Acanthaceae, een van de 24 families in de orde der muntplanten (Lamiales) van de bloeiende planten, die ongeveer 220 geslachten en bijna 4.000 soorten bevat die overwegend in tropische en subtropische gebieden van de wereld voorkomen. Het grootste deel van de Acanthaceae-familie bestaat uit kruiden of struiken, maar ook wijnstokken en bomen komen voor. Het scala van habitats strekt zich uit van moerassen en estuaria tot extreem droge situaties, maar de meeste van deze planten worden aangetroffen in vochtige tropische bossen.

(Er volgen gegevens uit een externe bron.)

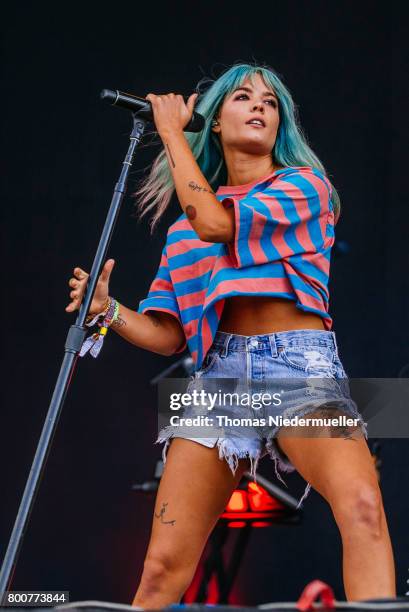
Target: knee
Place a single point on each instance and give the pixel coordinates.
(359, 509)
(159, 571)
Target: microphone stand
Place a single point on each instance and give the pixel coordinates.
(74, 340)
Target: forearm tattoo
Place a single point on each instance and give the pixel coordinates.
(170, 155)
(190, 212)
(195, 187)
(162, 512)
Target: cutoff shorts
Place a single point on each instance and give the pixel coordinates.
(303, 361)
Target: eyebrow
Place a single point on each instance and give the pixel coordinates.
(265, 93)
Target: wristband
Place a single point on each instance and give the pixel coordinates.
(94, 343)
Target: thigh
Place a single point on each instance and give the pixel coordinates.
(194, 490)
(330, 465)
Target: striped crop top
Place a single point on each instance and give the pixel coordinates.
(284, 231)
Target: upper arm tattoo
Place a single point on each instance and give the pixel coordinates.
(190, 212)
(153, 318)
(195, 187)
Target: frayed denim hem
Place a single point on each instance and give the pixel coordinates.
(227, 450)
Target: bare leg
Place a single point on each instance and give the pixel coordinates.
(343, 472)
(194, 490)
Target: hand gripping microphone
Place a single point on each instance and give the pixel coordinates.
(143, 108)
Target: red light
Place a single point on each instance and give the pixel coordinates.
(238, 501)
(260, 500)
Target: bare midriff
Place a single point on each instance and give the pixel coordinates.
(254, 315)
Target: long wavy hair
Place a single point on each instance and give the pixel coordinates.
(290, 149)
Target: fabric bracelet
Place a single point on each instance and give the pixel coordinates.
(94, 343)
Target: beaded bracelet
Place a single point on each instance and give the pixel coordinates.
(94, 343)
(91, 319)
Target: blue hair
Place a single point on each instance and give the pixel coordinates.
(290, 149)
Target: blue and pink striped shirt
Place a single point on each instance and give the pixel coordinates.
(284, 232)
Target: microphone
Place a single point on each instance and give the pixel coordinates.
(143, 108)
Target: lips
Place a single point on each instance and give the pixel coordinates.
(249, 122)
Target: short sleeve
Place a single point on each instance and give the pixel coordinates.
(161, 295)
(280, 218)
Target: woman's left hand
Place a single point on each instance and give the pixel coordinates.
(170, 112)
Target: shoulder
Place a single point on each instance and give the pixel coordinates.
(307, 178)
(179, 229)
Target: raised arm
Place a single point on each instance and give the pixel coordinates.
(207, 216)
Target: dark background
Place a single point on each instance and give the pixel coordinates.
(346, 66)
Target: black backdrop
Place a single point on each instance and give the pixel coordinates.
(346, 65)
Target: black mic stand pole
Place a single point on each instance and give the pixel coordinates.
(75, 338)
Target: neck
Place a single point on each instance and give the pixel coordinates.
(243, 168)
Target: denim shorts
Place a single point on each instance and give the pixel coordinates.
(303, 361)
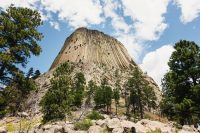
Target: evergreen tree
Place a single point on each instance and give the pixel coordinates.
(140, 94)
(91, 88)
(181, 84)
(17, 91)
(116, 96)
(36, 74)
(103, 95)
(79, 87)
(60, 97)
(18, 40)
(30, 73)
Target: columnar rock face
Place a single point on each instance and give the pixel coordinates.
(91, 46)
(97, 56)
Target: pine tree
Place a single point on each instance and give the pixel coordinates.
(91, 88)
(79, 87)
(181, 84)
(19, 38)
(140, 94)
(60, 97)
(36, 74)
(103, 95)
(116, 96)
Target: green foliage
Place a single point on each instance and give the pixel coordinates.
(116, 97)
(155, 131)
(140, 94)
(91, 88)
(79, 87)
(181, 89)
(18, 40)
(17, 92)
(83, 125)
(59, 98)
(3, 105)
(36, 74)
(103, 95)
(94, 115)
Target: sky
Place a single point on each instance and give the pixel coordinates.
(147, 28)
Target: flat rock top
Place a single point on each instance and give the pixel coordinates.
(92, 46)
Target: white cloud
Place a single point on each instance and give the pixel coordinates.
(147, 16)
(134, 48)
(190, 9)
(75, 12)
(21, 3)
(118, 22)
(155, 63)
(55, 25)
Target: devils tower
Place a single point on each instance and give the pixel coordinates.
(97, 56)
(92, 46)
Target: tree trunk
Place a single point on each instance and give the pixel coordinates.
(116, 107)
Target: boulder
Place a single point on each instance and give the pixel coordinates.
(58, 129)
(113, 123)
(100, 122)
(118, 130)
(187, 128)
(95, 129)
(46, 127)
(24, 114)
(183, 131)
(3, 130)
(140, 128)
(127, 124)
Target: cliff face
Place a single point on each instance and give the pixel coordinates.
(91, 46)
(96, 55)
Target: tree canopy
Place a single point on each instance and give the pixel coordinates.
(19, 38)
(181, 85)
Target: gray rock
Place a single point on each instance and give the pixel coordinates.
(114, 123)
(58, 129)
(100, 122)
(3, 130)
(118, 130)
(187, 128)
(95, 129)
(46, 127)
(127, 124)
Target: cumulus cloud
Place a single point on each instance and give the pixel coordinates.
(155, 62)
(21, 3)
(55, 25)
(147, 15)
(190, 9)
(134, 47)
(118, 22)
(75, 12)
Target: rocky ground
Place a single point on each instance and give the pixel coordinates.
(106, 125)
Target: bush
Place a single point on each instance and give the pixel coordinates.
(83, 125)
(94, 115)
(59, 98)
(155, 131)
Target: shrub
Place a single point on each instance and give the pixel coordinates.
(155, 131)
(94, 115)
(83, 125)
(59, 98)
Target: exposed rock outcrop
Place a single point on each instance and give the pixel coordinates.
(95, 54)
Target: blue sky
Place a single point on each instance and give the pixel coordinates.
(147, 28)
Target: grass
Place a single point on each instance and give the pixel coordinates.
(83, 125)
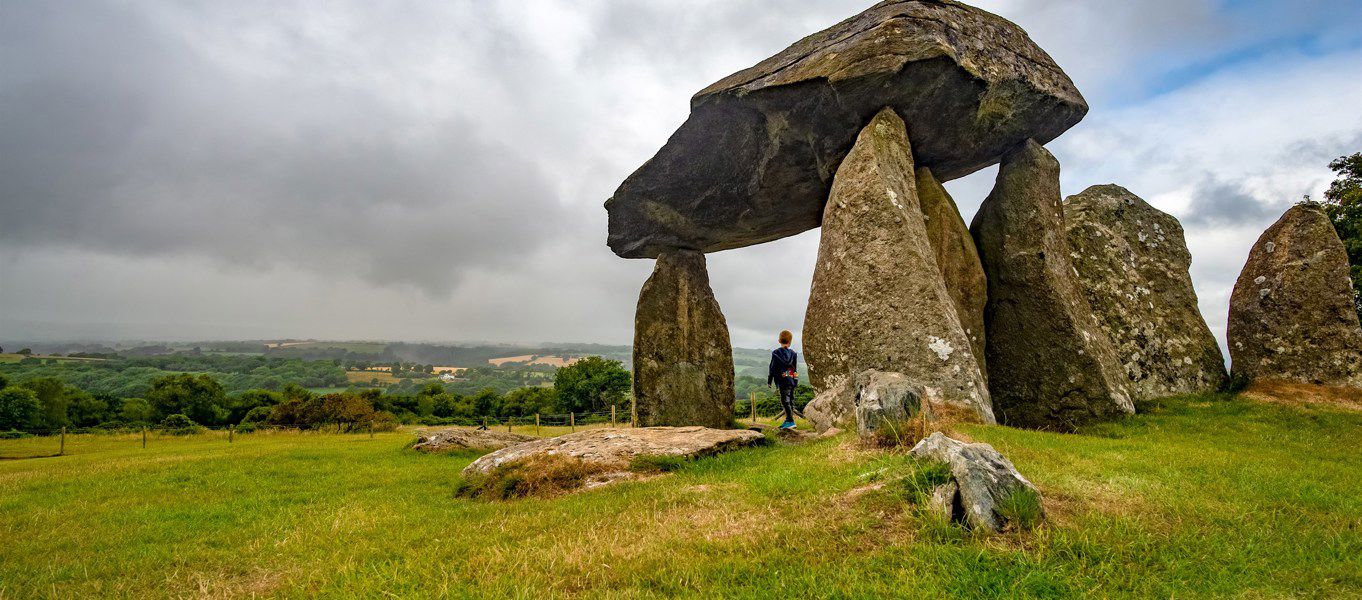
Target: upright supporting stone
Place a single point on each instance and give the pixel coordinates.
(1132, 263)
(879, 300)
(1291, 314)
(1050, 366)
(683, 361)
(956, 257)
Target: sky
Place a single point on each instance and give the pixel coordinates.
(435, 170)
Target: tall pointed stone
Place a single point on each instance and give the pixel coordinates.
(1050, 366)
(956, 257)
(1291, 313)
(683, 361)
(877, 298)
(1132, 263)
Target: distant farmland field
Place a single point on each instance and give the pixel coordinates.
(358, 347)
(534, 359)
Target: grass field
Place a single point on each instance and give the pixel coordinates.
(1195, 498)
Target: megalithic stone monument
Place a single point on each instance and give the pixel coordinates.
(1050, 366)
(683, 361)
(1291, 314)
(756, 161)
(879, 300)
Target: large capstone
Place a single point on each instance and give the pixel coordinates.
(1050, 366)
(877, 298)
(683, 361)
(956, 257)
(1132, 263)
(1291, 313)
(755, 161)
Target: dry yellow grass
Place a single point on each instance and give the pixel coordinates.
(1297, 395)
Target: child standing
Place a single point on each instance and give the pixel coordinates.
(785, 374)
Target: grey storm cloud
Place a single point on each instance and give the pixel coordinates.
(123, 138)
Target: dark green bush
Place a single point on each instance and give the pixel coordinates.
(180, 425)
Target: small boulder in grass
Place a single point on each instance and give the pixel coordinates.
(986, 493)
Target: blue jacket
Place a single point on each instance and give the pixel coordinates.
(783, 361)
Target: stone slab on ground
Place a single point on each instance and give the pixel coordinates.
(467, 438)
(613, 449)
(982, 478)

Een gevarieerde familie, Acanthaceae heeft weinig universele kenmerken onder zijn leden. De meeste hebben enkelvoudige bladeren, in tegenovergestelde paren gerangschikt, met cystolieten (vergrote cellen met kristallen van calciumcarbonaat) in strepen of uitsteeksels in de vegetatieve delen. De biseksuele bloemen zijn vaak tweezijdig symmetrisch en worden meestal omsloten door bladachtige schutbladeren, vaak gekleurd en groot. Kelk- en kroonbladeren tellen elk vijf of vier en zijn vaak vergroeid tot buisvormige structuren. Er zijn gewoonlijk twee of vier meeldraden die buiten de mond van de bloem uitsteken, vaak met één tot drie staminoden (steriele meeldraden). De stamper is superieur (d.w.z. boven het aanhechtingspunt van de andere bloemdelen) en bestaat meestal uit twee vergroeide kelkjes (eiceldragende segmenten) die twee loculi (kamers) omsluiten, elk met twee tot vele eicellen in twee rijen langs de centrale as van het ovarium. De vruchten zijn vaak exploderende capsules met zaden die aan haken op de placenta worden gedragen.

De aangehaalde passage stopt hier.